In November of 2024 everything changed, but it wouldn't be till January / February of 2025 that companies started all jumping on the MCP bandwagon of creating tools and "plugins" for AI's like Claude and Cursor. The official GitHub repo from Anthropic has now over 3400 commits since November 2024, and those are just people adding new MCP's to the list.
Now I am not going to get into what an MCP is, there are millions of YouTube videos and blogs about those, but the quick TLDR is that an MCP is basically a way for an AI like Claude (Not ChatGPT because it doesn't support MCP's yet...) to interact with real world programs and services. So a great example is an MCP for MariaDB which allows Claude to interact with your database, or an MCP for Figma which allows Claude to create stuff in Figma for you. (https://modelcontextprotocol.io/docs/getting-started/intro)
With the whole AI buzz going around, a huge amount of companies have hopped onto the MCP wagon so to speak, companies like Notion, Stripe, Twilio and far far more, but my questions is this, at what point does an MCP just create a huge amount of chaos for your app or software, I mean do you really need an MCP to talk to your database? People have been building database queries and commands forever with mysql and Sqlite (and more) so why now just everything goes AI?
It almost feels like we are going back in time, because the amount of compute power that goes into getting AI to run MCP commands could be halved if you just pass to it what you need... A good example is my ClearTask WhatsApp bot I built.
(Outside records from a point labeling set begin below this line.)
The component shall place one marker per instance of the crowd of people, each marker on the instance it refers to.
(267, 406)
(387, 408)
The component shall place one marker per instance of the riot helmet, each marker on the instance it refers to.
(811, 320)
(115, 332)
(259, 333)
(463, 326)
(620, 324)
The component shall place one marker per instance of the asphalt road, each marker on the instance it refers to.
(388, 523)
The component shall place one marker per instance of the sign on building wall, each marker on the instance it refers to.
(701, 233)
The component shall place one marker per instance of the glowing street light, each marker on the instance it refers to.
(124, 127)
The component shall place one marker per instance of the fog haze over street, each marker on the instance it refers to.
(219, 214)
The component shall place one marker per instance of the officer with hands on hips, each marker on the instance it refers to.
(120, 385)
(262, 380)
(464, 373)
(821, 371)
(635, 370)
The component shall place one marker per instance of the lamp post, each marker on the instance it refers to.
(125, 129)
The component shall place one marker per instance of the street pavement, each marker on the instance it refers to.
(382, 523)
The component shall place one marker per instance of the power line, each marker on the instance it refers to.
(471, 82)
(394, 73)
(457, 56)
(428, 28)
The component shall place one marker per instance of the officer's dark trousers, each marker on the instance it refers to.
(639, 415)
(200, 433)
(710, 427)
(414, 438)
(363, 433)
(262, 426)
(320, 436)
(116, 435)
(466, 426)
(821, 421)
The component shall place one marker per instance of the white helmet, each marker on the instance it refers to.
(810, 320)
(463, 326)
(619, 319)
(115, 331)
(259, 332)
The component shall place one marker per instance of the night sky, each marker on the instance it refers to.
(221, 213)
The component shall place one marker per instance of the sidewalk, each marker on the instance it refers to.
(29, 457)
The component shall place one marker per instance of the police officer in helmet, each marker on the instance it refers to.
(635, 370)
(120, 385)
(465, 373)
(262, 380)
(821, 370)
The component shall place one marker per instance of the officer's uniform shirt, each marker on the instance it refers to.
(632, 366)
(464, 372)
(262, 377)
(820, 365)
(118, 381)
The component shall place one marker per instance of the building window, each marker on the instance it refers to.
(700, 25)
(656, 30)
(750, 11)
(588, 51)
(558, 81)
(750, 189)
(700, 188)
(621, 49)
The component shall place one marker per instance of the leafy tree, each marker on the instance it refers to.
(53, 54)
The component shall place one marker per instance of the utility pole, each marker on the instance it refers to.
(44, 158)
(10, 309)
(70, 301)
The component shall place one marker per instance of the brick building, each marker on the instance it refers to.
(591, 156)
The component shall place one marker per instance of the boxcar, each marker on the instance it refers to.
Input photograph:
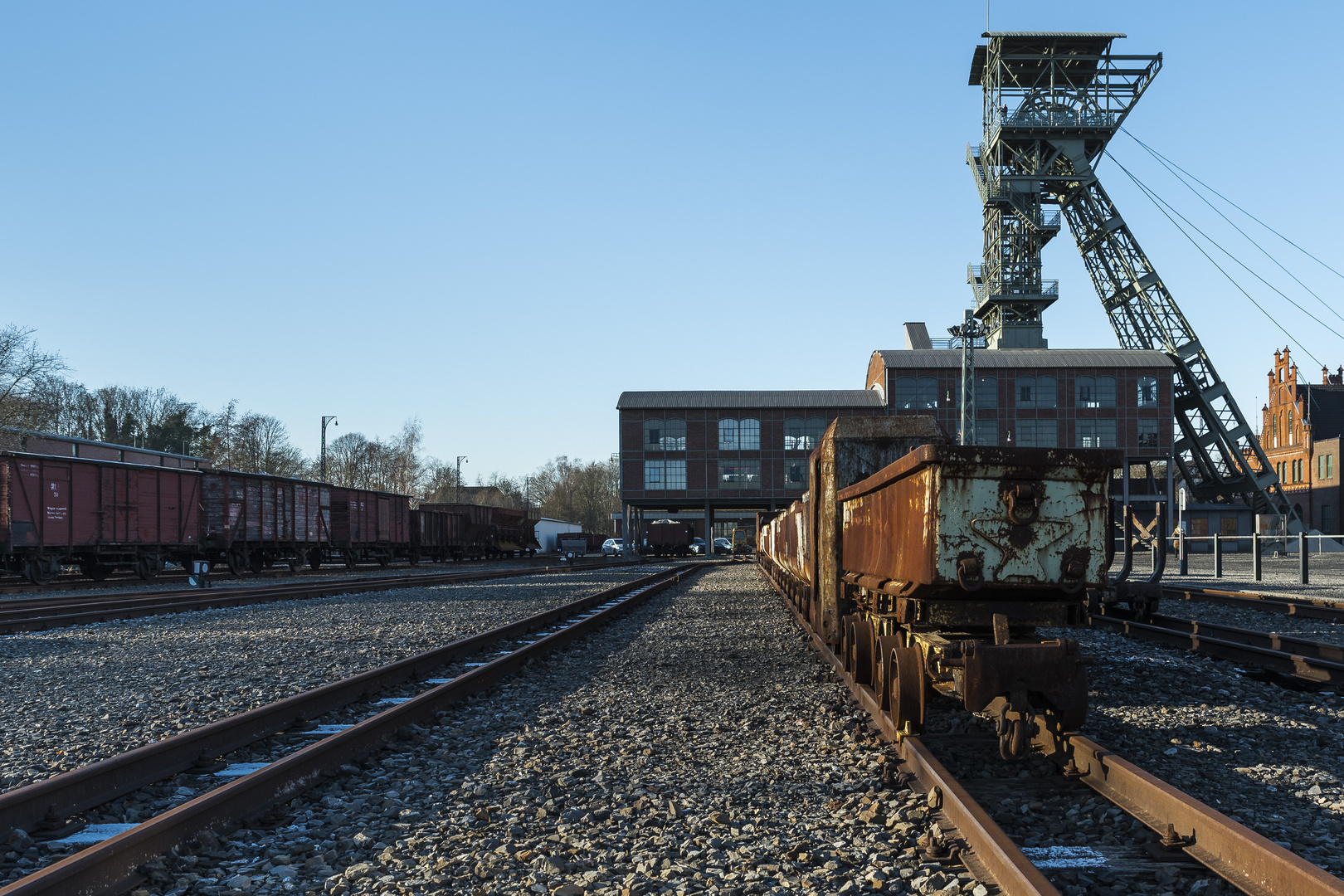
(100, 514)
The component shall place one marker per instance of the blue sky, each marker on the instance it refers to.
(498, 217)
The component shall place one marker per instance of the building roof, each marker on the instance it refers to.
(1324, 407)
(1022, 358)
(713, 399)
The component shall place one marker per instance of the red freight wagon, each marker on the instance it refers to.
(368, 525)
(251, 520)
(99, 514)
(437, 535)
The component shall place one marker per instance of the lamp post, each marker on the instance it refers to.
(334, 422)
(969, 331)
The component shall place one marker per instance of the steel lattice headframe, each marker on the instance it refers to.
(1051, 104)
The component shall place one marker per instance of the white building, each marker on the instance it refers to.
(548, 528)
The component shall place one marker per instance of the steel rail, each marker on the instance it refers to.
(39, 614)
(110, 865)
(75, 582)
(1307, 607)
(95, 783)
(988, 852)
(1234, 852)
(1303, 660)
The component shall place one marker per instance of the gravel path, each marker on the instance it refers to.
(1265, 755)
(84, 694)
(694, 746)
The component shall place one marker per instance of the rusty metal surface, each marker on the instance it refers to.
(110, 864)
(986, 850)
(1234, 852)
(958, 518)
(1309, 661)
(1307, 607)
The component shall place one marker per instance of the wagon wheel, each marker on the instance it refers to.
(41, 570)
(908, 688)
(147, 566)
(884, 668)
(863, 649)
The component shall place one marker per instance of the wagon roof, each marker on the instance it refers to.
(749, 399)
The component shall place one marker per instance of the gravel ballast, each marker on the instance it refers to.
(695, 744)
(78, 694)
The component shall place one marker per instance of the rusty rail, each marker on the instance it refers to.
(39, 614)
(110, 865)
(988, 852)
(1235, 853)
(1311, 661)
(93, 785)
(1307, 607)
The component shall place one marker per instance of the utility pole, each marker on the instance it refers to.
(969, 331)
(334, 422)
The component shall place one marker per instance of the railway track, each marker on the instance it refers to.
(110, 865)
(39, 614)
(1305, 607)
(75, 582)
(1188, 829)
(1298, 660)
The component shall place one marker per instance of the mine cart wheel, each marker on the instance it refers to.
(847, 641)
(147, 566)
(908, 688)
(884, 670)
(41, 570)
(863, 649)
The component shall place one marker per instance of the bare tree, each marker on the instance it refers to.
(26, 373)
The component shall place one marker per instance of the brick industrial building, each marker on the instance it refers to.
(724, 455)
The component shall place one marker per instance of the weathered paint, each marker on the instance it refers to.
(912, 523)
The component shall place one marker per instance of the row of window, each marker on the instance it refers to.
(734, 434)
(670, 476)
(921, 392)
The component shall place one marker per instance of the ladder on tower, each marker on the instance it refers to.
(1051, 104)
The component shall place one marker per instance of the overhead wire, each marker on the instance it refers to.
(1174, 168)
(1157, 202)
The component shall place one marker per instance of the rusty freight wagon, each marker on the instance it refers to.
(97, 514)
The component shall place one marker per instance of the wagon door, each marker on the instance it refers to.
(147, 505)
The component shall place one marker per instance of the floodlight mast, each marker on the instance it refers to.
(1051, 104)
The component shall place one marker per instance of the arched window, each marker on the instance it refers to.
(1035, 391)
(665, 436)
(1147, 391)
(728, 434)
(739, 436)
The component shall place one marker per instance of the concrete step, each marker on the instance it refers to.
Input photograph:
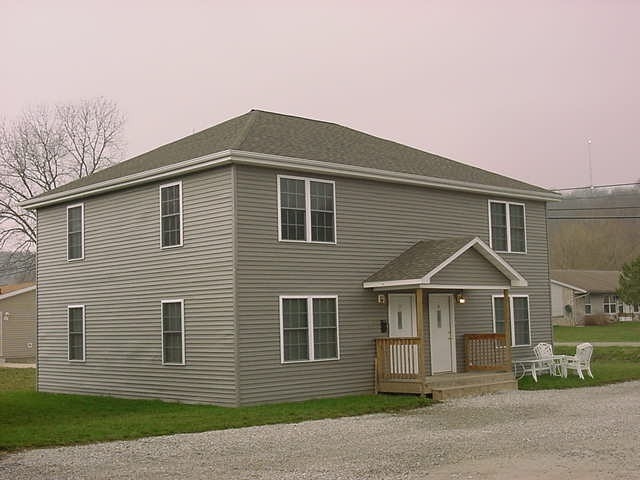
(471, 390)
(462, 379)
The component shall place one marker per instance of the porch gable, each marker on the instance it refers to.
(465, 262)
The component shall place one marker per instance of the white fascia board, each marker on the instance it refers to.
(291, 163)
(433, 286)
(302, 164)
(17, 292)
(572, 287)
(393, 283)
(188, 166)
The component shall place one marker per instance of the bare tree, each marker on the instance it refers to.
(44, 149)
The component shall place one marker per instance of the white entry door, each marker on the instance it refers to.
(402, 315)
(441, 331)
(402, 323)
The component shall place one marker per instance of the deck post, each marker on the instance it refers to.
(506, 309)
(420, 334)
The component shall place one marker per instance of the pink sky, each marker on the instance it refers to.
(515, 87)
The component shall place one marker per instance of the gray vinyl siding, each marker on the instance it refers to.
(18, 333)
(470, 269)
(122, 280)
(375, 222)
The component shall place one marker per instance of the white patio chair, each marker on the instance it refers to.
(546, 360)
(580, 361)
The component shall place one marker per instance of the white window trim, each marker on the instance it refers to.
(162, 302)
(613, 300)
(307, 208)
(309, 299)
(511, 313)
(507, 211)
(84, 336)
(76, 205)
(166, 185)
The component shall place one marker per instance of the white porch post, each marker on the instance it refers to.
(506, 312)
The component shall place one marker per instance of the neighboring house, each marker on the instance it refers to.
(275, 258)
(18, 322)
(592, 293)
(563, 302)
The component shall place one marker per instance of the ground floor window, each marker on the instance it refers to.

I had the option of adding an MCP to pull data from my database for the notion tasks, but if I did go that way, I would need to place a whole bunch of AI commands in place to make sure the LLM didn't decide to pull another users data instead of the person querying the data. So instead, I just pass the users notion data to the LLM in order for it to have all the context it needs to fulfil the users request. No MCP's needed.
On the other hand, they can save time, when building something locally if I want to have a quick lookup of a sqlite database instead of having to open up terminal or a app to go through it, asking an AI todo can save time, but when it comes to Production deployment, I have thoughts...
How do you setup your software stacks? I would be interested if you incorporate MCP's into a production app and what that MCP does!